My Morning Jacket germoglia a Louisville, stato del Kentucky, più o meno nel '98, quando quattro amici - James Olligen, suo cugino Johnny Quaid, Thomas "Two Tone" Blankenship e Joe Glenn - decidono di "formare la band". Fin da subito Jim James (così volle ribattezzarsi Olligen) e compagni dimostrano di possedere quella tipica vena versatile e obliqua capace di allestire una sintesi sovraccarica di vecchie cose, pervasa però di conseguenze inaudite, qualcosa come una jam band colta da insanabile disincanto.
Nell’esordio The Tennessee Fire (Darla, maggio 1999) le canzoni si aggirano come fantasmi indolenziti, sembrano la faccia scura della luna Flaming Lips (I Think I’m Going To Hell), la sinopia di gesso del sogno cinematico Mercury Rev (They Ran), allibite trepidazioni Grandaddy stemperate in un fosco languore Big Star (War Begun). Capisci che il DNA spiraleggia attorno ad una ridda di spiriti fifties tipo quelli che già ossessionavano il Lou Reed velvettiano, mischiato a fragori country-psych Crazy Horse e trame vulnerabili Nick Drake. Un eclettismo stilistico e poetico, temporale e geografico che trova conferma nei bootleg, infarciti di cover quali Northern Sky, Dream A Little Dream On Me, Head Held High, Hot Burrito #1, quindi il Dylan di Girl From The North Country, l'Elvis di Suspicious Mind, i The Who di A Quick One, persino l'Elton John di Rocket Man... L’estro è paragonabile a certi Phish tolta la grandeur “gratefuldeaddiana”: simile il tentativo di appropriarsi liberamente del Repertorio Universale, rendendogli ad un tempo palpitante tributo. Missione possibile grazie anche alla straordinaria voce di Jim, capace di armonizzare spersa, profonda, carezzevole. In essa puoi rinvenire l'angoscia pastello del Neil Young di Philadelphia, il Will Oldham meno cinico (ma con più estensione), il Jason Molina più indifeso ed il Jason Lytle colto da inquietudini sull'orlo del futuro.

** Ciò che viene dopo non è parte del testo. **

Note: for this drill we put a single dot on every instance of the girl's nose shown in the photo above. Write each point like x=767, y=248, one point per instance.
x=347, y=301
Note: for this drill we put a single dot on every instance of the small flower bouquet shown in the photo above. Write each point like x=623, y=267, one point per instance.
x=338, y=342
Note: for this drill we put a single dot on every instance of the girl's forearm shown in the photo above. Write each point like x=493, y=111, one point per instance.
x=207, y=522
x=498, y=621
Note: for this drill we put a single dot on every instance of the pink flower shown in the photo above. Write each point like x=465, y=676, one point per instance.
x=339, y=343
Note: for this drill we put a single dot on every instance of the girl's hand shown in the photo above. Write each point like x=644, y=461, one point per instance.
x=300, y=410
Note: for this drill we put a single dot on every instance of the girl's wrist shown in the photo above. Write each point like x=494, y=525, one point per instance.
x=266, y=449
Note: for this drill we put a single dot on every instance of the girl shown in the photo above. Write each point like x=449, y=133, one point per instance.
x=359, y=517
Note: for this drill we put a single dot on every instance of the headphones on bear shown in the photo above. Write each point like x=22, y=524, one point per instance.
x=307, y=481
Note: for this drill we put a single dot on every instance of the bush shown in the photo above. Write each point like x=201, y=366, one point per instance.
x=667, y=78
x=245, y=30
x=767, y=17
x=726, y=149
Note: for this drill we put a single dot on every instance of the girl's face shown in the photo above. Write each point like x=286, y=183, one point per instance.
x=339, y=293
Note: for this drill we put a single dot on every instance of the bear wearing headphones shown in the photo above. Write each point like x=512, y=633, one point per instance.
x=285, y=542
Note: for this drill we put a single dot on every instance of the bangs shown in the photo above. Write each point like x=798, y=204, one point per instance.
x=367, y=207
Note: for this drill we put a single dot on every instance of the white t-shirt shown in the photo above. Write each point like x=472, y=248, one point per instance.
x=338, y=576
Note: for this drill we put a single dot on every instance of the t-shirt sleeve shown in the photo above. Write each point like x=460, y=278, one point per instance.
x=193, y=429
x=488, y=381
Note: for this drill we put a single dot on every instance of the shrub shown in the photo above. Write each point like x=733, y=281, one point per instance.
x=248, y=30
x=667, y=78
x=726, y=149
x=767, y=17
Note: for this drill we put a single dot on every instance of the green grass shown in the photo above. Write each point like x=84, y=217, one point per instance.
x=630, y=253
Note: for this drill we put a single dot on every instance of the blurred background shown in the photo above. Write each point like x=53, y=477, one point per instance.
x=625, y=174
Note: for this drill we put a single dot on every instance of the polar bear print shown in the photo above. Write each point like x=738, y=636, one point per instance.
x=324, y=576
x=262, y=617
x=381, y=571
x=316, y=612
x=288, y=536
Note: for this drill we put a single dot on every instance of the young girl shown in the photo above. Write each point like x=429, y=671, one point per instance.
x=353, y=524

Tutto ciò viene ribadito nello stupendo At Dawn (Darla, aprile 2001), il suono arricchito dalla new entry Danny Cash, tastierista sensibile i cui landscapes sposano il canto con effetto struggente (vi basti sentire la meravigliosa The Way That He Sings). Ma è appunto in coincidenza di questa consacrazione che le cose iniziano a scricchiolare. Troppo impegnativo forse il baraccone per una band dall'impianto ancora tutto sommato amatoriale (nel senso migliore del termine). Hanno inizio così le defezioni. Il primo ad andarsene è Glenn, rimpiazzato da Patrick Hallahan. Il quintetto viene quindi scritturato dalla ATO per i cui tipi esce It Still Moves (ATO / Sony, 9 settembre 2003), tipico album di transizione verso un sound più stratificato, elettrico e finanche patinato. Un passo abbastanza deciso verso la dimensione "da stadio", l'elettricità che sfrigola corposa e volatile (l'iniziale Mahgeetah), ipotesi Grateful Dead periodo Arista per MTV generation (Dancefloors, Easy Morning Rebel), il che non preclude ballate splendide dall'imprendibile malinconia younghiana (I Will Sing You Songs). Frattanto, Quaid e Cash mollano, sostituiti rispettivamente da Carl Broemel (chitarre, sax e cori) e Bo Koster (tastiere).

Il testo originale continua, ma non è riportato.